December 2016. Formerly a tiny fishing village, Fuengirola has morphed into a buzzing metropolis of boutique shops, fast food chains, sports bars and tapas joints. Some of the best people watching can be done in the main square (Plaza de la Constitución), so it was here that I found myself catching snippets of all kinds of English conversations. A middle-aged couple from the north looking for an English breakfast, a Cockney mother telling her disgruntled son to pick up his Batman figurine and stop whining. After eight months in the predominantly Spanish speaking city of Malaga these inane exchanges felt strangely comforting!
December 2016. In any case I felt myself more drawn to the collection of local dears gathered around the fountain. They were yapping up quite the storm of scandalous gossip and enjoying the warmth of the morning sunshine. This was obviously their spot and although they all looked terribly weathered and most of them were disabled, an amusing Andalusian expression sprung to mind: “Misery is always better in the sun”.
December 2016. Fuengirola’s urban Las Gaviotas Beach stretches out for around 1200 meters and includes a series of piers that form small arches along the shore. It was virtually deserted on the morning of my stroll and this lady, thoroughly absorbed in her novel, perfectly summed up the vibe.

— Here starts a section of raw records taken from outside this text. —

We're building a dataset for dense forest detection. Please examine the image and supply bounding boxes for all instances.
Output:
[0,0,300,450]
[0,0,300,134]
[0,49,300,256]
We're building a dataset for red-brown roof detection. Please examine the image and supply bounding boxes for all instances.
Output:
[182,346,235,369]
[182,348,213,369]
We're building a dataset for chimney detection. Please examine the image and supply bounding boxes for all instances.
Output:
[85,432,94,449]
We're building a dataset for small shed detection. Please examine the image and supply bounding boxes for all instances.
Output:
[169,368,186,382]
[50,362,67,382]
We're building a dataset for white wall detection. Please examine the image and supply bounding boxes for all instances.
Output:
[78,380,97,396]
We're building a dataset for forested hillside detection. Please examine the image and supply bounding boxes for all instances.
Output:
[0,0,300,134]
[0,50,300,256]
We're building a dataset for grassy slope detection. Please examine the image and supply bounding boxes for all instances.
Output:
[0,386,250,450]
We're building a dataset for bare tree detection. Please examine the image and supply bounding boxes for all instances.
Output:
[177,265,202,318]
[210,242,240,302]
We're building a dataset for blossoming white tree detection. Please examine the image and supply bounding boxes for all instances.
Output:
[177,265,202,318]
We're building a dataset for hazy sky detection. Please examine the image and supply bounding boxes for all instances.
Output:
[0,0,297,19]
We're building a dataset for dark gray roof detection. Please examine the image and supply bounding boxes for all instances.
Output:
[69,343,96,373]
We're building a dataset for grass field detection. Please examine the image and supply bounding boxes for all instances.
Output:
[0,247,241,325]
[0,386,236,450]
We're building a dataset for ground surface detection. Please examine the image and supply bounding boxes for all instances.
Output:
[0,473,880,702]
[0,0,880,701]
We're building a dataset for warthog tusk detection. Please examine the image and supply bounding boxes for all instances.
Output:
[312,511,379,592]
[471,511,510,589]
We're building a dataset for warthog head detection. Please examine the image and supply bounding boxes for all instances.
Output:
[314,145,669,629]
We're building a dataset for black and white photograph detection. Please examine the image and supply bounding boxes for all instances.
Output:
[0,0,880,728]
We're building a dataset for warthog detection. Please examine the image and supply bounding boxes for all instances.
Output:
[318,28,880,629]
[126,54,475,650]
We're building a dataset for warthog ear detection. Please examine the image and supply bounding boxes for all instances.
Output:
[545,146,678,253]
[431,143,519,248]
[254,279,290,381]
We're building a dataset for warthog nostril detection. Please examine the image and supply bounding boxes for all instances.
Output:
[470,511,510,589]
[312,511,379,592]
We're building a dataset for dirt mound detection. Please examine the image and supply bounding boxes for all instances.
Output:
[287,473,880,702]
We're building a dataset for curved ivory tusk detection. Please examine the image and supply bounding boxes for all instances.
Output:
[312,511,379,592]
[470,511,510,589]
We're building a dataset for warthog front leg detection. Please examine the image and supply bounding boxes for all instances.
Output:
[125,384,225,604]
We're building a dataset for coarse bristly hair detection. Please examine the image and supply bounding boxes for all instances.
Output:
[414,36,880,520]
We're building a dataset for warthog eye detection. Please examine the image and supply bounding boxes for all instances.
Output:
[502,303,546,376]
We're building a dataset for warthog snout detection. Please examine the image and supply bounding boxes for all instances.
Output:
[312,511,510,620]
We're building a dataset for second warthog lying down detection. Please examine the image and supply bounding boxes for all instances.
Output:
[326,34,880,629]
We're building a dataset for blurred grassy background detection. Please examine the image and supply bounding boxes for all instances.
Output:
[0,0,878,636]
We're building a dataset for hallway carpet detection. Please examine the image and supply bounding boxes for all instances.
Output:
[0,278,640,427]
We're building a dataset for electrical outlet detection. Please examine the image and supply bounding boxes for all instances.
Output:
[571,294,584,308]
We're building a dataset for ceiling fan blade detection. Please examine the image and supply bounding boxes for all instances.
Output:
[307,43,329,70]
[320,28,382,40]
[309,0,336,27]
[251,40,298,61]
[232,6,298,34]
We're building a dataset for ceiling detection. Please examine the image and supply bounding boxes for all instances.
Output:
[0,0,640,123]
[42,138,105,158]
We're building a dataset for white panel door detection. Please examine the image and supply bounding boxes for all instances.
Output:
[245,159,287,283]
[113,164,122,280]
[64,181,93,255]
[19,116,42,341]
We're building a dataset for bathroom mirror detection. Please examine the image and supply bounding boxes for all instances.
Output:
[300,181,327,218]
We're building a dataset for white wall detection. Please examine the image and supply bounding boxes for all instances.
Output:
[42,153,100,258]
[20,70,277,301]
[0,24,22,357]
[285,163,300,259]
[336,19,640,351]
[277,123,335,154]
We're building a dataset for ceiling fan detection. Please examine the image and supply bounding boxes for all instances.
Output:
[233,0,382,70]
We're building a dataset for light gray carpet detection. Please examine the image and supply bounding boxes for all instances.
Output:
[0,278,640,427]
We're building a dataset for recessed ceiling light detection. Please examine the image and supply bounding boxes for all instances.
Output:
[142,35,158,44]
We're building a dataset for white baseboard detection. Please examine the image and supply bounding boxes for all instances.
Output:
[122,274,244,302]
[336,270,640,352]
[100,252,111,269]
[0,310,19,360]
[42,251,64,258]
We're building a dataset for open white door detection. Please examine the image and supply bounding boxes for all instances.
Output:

December 2016. Halfway down Las Gaviotas Beach I was tempted to scale one of the rocky paths that extended out into the water. The sea was choppy and there was an invigorating wind, blowy and crisp but entirely manageable. Gazing back out across the beach and the mountainous skyline, it was easy to imagine the horror of the summer crowds and I felt suddenly fortunate that I’d timed my visit for this innocuous December morning.